It may not be naïve after all to believe there are times in human history where we remember we belong to each other. It seems to me that when we forget that truth we should make time in our lives to come back together again and give thanks.
I feel somewhere along the way we have forgotten we belong to each other. But then again I wonder if that has always been the case. I am not sure there was any period in human history where there was not war, hunger, or someone seeking to harm the other. It is naïve to believe there ever was a golden age of togetherness, respect, and love? Is it naïve to believe one could come?
In 2016, I made my first thanksgiving dinner. I bought a turkey and roasted it. I mashed up potatoes, made green beans, made cornbread, and bought the pumpkin pie. Most of the essentials were there with the exception of sweet potato casserole. But I wasn’t bold enough to make that quite yet.
With all of the food on the table we sat down to eat. Before we started all of us went around the table and said one thing we were grateful for from the past year. To me, it is not thanksgiving unless you practice giving thanks. Without that it simply becomes another meal at the table – albeit a nice one.
Making the meal took a lot of work. One has to prep the turkey, season the turkey, pray and hope the turkey doesn’t burn or taste terrible once it is done cooking. One has to cook the potatoes, the green beans, the cornbread, and kill a few sticks of butter in the process. It is one big dance that needs to come together at just the right moment so nothing is left sitting too long to get cold. I cook often so even though I know my way around a kitchen this was still a formidable challenge.
However, even though cooking the food is a lot of work, Thanksgiving is not necessarily about eating the food one cooks. It is a holiday of being thankful we have the food to cook and people around us to share it with. At its core, Thanksgiving is a holiday to remember that we belong to each other. The Thanksgiving story of the pilgrims and the Native Americans gathering around a table to share their harvest reminds us of that truth.
I personally love stories. I love nestling up to my son and reading him the classics: Winne the Pooh, Sleeping Beauty, Little Red Riding Hood, Charlotte’s Web. I love their interesting plots and the meaningful lesson at the end. Jesus loved stories too, I think. He told them often and they always had a meaningful lesson – even if those listening did not always understand.
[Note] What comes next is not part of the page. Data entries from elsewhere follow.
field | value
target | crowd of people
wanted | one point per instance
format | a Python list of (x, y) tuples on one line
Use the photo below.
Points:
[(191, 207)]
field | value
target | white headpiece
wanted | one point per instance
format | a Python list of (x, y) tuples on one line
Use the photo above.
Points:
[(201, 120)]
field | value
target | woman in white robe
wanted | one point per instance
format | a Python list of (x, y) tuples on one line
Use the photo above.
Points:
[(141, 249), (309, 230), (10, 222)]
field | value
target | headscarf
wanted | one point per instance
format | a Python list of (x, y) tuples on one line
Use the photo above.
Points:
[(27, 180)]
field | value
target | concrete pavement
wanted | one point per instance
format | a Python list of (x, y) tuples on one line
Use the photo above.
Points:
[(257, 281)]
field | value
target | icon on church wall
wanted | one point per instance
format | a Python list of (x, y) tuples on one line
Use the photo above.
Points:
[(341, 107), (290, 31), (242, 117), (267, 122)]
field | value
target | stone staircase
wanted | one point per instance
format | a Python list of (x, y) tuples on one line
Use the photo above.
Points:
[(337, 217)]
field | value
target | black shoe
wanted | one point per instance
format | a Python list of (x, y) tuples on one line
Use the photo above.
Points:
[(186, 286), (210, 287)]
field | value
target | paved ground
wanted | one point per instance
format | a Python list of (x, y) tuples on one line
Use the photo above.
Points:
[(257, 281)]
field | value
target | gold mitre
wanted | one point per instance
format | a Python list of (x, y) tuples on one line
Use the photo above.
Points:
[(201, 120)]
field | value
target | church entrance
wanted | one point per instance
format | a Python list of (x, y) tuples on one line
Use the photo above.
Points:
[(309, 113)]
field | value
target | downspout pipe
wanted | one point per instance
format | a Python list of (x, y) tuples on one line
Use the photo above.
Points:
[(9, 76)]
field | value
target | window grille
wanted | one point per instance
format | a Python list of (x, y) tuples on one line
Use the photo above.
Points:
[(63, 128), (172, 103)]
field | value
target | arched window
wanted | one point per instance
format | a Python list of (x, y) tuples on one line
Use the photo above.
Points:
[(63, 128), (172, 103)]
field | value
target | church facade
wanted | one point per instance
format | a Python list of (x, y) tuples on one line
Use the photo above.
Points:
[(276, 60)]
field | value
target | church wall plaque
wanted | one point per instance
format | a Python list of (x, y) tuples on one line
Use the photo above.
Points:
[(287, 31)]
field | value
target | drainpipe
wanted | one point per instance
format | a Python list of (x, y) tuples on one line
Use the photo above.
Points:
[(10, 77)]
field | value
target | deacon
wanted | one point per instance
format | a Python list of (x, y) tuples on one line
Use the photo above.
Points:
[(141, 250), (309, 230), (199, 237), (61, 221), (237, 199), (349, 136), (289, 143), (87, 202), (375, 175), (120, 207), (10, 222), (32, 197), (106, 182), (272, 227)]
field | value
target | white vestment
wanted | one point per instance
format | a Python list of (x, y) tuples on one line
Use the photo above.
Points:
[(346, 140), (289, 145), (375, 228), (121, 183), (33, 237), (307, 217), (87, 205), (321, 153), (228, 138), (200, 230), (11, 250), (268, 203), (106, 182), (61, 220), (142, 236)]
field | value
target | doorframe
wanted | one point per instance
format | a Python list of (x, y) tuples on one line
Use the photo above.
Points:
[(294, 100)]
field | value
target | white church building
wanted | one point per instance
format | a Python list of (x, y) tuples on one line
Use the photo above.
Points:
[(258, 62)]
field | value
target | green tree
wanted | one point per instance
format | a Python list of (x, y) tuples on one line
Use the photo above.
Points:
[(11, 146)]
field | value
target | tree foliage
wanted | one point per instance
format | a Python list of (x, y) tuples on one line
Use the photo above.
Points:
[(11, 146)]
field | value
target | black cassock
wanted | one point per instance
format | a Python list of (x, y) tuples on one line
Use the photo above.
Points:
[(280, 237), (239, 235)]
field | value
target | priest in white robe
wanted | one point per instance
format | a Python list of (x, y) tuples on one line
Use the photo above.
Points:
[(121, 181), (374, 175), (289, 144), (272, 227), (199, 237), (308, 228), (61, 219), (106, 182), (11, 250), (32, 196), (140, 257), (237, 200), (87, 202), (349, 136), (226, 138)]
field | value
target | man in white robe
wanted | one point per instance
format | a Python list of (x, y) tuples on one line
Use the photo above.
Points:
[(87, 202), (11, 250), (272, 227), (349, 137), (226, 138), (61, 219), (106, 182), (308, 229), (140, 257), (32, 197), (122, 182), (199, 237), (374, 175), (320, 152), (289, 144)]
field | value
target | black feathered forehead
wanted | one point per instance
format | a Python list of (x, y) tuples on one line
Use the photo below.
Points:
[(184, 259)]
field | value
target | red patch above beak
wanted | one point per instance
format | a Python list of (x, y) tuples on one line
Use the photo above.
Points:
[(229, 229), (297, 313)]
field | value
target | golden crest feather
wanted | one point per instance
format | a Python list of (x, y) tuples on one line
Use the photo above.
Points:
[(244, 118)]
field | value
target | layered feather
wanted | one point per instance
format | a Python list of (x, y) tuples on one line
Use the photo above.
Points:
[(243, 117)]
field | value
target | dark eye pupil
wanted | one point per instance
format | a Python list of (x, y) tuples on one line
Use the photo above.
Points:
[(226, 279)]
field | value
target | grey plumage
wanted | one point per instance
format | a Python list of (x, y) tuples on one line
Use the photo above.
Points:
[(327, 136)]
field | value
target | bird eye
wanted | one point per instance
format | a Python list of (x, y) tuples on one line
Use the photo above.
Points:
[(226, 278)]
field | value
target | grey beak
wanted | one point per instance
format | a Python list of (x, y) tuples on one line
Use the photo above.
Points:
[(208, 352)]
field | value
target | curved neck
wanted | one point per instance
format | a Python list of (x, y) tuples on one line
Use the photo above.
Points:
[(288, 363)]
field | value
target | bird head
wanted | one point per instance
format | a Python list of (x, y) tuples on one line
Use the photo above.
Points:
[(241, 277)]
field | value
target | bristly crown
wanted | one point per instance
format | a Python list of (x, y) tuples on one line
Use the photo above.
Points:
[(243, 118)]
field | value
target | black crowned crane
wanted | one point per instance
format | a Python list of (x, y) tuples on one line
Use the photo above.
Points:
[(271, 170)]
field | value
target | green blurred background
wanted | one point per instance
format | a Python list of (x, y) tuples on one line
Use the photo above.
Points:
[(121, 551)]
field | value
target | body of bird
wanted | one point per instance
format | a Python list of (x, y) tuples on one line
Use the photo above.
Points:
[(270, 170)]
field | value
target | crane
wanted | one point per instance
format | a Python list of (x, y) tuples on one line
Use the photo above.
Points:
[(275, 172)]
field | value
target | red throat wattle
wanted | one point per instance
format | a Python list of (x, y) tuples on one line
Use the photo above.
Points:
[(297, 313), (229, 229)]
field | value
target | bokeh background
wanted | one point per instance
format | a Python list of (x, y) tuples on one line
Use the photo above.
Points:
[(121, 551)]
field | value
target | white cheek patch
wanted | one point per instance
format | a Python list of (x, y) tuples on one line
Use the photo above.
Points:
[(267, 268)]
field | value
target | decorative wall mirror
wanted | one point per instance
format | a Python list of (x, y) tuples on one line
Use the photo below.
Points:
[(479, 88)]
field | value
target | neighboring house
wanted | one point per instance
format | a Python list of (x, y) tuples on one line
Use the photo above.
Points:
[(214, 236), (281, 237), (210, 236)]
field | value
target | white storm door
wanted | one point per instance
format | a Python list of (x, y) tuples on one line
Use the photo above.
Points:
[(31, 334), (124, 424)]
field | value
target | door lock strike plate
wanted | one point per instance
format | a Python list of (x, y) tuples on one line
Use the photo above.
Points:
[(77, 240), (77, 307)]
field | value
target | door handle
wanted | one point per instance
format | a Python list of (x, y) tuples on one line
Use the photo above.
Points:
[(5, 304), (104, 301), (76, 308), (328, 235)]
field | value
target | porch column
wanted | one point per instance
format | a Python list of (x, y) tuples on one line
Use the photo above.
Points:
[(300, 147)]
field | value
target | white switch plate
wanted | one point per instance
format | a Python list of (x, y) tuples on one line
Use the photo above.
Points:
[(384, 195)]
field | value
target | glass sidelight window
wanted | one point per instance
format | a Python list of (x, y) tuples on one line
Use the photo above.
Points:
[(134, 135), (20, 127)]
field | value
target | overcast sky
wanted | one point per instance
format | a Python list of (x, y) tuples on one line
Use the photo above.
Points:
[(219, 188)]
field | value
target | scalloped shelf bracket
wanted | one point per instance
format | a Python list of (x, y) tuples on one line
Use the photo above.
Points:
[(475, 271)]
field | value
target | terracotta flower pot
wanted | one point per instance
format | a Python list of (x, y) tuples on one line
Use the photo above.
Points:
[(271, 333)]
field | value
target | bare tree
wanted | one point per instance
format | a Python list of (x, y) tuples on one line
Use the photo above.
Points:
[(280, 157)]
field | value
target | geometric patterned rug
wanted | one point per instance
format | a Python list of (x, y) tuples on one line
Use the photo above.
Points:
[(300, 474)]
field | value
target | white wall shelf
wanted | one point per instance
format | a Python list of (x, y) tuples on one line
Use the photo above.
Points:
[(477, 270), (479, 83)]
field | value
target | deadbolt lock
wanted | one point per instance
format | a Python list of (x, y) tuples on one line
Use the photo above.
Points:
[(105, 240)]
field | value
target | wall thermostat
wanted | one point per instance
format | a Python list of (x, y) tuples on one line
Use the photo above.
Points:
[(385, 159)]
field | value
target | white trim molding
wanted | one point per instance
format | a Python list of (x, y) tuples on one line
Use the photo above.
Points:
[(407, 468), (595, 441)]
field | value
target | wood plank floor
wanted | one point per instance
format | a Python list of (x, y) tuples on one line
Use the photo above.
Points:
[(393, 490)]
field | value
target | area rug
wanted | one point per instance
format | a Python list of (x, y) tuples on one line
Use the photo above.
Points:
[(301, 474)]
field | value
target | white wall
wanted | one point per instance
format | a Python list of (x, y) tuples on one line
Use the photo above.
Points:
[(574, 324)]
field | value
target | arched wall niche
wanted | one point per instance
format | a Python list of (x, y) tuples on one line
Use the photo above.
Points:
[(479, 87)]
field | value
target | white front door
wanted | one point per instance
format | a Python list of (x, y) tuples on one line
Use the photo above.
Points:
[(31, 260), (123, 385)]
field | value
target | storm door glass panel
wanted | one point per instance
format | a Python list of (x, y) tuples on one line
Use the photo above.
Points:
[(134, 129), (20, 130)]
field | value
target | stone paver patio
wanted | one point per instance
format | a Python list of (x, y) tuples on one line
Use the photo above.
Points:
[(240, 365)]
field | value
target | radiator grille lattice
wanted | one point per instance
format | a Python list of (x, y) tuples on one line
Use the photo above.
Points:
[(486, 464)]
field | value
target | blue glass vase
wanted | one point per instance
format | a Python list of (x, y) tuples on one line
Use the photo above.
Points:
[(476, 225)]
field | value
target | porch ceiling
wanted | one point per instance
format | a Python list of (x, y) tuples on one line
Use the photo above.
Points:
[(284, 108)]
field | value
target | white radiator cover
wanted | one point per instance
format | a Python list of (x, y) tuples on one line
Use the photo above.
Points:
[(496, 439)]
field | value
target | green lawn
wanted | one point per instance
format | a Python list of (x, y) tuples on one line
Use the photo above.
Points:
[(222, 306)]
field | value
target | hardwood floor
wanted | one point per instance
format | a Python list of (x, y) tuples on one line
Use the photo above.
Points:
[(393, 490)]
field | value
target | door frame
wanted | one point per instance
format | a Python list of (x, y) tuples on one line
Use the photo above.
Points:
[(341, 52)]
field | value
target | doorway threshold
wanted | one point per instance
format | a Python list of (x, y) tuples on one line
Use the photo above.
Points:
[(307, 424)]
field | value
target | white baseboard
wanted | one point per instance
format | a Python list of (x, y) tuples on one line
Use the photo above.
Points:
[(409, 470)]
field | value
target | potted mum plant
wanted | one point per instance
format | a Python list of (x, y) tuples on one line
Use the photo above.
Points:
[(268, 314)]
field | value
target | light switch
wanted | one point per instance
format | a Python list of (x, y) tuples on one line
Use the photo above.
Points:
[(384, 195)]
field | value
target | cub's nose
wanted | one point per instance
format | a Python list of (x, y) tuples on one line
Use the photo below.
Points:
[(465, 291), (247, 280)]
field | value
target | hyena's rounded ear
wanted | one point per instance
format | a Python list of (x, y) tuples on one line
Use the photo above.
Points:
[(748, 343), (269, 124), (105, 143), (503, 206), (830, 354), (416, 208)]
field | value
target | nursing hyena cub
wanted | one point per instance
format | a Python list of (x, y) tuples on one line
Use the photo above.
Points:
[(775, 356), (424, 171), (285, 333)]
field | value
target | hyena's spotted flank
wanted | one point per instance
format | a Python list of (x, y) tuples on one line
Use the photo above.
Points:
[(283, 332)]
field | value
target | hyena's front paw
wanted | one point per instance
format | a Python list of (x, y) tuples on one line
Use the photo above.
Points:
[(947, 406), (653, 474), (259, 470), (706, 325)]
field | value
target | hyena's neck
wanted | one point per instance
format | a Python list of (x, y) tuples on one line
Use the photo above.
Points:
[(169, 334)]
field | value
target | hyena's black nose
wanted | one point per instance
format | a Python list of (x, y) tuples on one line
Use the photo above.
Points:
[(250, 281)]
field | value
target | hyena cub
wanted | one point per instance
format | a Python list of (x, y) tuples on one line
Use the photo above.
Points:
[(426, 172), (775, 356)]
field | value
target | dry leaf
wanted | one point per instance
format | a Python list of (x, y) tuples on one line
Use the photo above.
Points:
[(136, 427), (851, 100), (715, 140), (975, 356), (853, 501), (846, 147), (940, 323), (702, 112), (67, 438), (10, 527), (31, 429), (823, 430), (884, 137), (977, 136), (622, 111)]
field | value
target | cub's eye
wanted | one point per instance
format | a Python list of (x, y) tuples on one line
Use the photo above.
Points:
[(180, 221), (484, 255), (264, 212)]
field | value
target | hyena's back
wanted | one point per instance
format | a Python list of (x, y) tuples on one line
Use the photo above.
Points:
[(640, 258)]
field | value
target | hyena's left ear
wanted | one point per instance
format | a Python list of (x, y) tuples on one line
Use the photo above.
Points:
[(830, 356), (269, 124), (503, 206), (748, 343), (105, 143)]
The course of human history is certainly a story and our lives are one small chapter or maybe just a few lines. Intertwined in our story, undoubtedly, are the holidays we come together and celebrate. I wonder if I opened that book to look back and see that a couple times a year groups of people came together from all over to share a meal, tell stories, laugh, and give thanks – if I might see that as a moment in time when the world remembered it belonged to each other.
It may not be naïve after all to believe there are times in human history where we remember we belong to each other. It seems to me that when we forget that truth we should make time in our lives to come back together again and give thanks. The story of human history is filled with chapters of war, hunger, and despair. Those are chapters we should read and continue to work toward resolving. That work never ends and because of that our coming together should never end.
So grab a seat at the table, place your napkin, and pick up a fork. I am grateful for you and most grateful for those times I remember we belong to each other.